Since protein is one of the three caloronutrients (along with carbohydrates and fats), protein fuel demands rise only when one’s diet is deficient in carbohydrates (as the body is forced to convert the protein into carbohydrates—a very inefficient, energy-draining process).
Eating protein does not build muscle. Muscular growth results from placing a strength overload upon the muscles and then supplying adequate conditions for recovery. Repeatedly using this overload and recovery strategy results in steady and reliable muscular growth and development.

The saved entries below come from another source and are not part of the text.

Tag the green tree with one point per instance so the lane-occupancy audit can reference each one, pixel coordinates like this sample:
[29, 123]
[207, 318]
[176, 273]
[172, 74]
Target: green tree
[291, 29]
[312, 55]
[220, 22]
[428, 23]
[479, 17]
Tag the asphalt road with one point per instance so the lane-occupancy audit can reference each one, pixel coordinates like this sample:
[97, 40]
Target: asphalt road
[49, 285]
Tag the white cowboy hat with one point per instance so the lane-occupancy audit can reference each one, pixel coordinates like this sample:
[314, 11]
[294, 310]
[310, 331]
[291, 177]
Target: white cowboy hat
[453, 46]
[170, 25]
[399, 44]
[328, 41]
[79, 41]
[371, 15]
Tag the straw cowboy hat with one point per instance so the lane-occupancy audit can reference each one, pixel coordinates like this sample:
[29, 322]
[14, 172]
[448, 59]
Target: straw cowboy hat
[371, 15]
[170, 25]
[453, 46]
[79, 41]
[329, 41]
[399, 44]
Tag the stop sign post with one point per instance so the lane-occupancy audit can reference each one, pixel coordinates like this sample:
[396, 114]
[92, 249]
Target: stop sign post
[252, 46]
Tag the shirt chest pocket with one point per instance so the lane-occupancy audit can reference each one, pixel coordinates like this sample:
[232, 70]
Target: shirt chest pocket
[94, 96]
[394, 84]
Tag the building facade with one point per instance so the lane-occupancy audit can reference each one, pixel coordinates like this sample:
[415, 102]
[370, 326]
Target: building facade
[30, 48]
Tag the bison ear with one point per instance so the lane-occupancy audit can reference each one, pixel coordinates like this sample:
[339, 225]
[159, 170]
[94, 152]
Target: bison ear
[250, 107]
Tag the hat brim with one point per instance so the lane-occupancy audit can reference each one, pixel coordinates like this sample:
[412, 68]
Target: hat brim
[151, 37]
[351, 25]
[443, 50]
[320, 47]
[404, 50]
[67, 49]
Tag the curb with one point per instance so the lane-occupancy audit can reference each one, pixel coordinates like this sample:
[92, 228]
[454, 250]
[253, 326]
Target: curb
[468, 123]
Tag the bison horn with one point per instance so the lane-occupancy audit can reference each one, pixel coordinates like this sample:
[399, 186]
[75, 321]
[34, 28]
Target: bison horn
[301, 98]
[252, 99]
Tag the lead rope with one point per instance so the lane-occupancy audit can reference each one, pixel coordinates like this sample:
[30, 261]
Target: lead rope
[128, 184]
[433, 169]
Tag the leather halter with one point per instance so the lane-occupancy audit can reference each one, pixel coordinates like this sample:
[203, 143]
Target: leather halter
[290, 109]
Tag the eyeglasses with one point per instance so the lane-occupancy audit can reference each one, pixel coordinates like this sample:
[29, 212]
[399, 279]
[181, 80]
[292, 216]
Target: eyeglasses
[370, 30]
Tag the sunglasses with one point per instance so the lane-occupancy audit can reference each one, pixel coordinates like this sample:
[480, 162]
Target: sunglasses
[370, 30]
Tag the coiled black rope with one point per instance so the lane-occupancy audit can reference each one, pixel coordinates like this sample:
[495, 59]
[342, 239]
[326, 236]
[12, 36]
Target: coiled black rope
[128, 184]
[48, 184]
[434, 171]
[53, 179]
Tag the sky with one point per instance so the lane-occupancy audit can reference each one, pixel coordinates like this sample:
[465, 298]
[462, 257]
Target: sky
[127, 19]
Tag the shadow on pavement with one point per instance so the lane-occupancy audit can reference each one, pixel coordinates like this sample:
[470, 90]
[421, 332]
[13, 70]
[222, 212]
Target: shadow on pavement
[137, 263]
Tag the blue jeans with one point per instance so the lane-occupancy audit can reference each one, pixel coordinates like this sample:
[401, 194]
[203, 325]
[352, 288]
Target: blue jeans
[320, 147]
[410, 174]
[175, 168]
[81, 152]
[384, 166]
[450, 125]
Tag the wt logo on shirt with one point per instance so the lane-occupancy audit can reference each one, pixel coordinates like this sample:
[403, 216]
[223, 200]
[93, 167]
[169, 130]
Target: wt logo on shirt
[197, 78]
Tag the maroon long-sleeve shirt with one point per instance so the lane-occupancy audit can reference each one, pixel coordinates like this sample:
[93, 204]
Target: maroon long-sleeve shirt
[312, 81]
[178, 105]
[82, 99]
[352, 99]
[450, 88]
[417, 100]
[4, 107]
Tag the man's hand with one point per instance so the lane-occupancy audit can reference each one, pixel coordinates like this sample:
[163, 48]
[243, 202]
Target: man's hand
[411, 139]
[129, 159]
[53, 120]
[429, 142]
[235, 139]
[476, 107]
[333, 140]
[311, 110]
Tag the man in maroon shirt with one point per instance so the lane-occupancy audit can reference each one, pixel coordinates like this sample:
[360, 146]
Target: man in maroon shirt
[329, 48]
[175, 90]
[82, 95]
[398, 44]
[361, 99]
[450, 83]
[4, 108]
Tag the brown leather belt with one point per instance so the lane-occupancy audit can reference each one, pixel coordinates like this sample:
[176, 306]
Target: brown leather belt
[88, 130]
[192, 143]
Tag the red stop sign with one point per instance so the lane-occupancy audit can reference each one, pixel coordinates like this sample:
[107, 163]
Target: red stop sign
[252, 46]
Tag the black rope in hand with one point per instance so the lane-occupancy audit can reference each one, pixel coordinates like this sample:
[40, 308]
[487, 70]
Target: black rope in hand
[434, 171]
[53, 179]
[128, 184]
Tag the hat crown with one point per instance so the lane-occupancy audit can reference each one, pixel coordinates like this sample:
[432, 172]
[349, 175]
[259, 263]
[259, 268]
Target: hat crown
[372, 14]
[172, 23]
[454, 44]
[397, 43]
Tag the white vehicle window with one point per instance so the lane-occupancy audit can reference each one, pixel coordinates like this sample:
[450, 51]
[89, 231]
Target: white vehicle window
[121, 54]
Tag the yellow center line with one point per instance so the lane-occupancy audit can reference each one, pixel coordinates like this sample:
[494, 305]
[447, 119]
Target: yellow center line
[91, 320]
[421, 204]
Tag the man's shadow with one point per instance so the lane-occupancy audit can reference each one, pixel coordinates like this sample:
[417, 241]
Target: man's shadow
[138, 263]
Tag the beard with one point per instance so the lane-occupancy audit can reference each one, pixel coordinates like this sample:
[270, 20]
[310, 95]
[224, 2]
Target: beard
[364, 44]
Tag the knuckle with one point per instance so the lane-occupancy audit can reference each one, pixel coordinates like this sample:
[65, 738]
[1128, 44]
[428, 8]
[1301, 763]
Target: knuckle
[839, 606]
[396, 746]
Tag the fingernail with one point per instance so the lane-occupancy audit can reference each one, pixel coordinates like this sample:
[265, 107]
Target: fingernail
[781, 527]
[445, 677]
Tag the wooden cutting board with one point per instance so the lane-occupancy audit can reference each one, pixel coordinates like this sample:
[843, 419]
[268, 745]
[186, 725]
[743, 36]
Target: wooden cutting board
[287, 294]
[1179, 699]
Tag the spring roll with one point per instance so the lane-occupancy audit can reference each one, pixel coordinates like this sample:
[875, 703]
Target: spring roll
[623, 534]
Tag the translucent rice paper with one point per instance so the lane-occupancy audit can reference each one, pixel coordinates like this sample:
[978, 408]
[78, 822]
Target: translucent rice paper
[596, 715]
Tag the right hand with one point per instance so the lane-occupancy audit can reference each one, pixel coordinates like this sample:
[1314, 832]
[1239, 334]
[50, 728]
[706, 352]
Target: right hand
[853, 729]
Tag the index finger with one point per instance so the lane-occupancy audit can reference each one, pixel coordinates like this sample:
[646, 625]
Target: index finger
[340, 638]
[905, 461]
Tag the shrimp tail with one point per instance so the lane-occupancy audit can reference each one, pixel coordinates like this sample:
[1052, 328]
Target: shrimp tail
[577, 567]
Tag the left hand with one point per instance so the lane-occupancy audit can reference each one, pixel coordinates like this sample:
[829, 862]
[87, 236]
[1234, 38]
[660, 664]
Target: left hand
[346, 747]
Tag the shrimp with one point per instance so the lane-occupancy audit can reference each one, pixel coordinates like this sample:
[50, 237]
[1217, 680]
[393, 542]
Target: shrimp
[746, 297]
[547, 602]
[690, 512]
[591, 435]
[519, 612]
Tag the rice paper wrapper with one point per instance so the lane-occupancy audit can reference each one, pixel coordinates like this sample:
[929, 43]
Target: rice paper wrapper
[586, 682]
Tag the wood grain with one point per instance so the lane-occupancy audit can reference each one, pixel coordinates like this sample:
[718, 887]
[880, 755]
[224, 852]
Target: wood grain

The quality of tissue developed will be determined by the foods eaten, and the highest quality tissues will develop as a result of eating fruits and vegetables.
Protein, per se, is not actually used by the body to build new tissue. When foods are eaten, their constituent proteins are broken down during the digestive processes into ever smaller particles: proteoles, polypeptides, dipeptides, and, eventually, amino acids. The amino acids travel to the liver where they are recombined and constructed into the specific proteins needed at any given time. Not only is it a fallacy that protein will result in muscle growth, but the concept that the body needs specific proteins, from fish, meat, eggs, etc. is also fallacious. The body breaks down all proteins into their component amino acids before recombining them. Eating the muscles from animals will not result in our developing bigger muscles. As an analogy, eating animals’ eyes will not improve our vision, nor will eating their brains increase our intellect.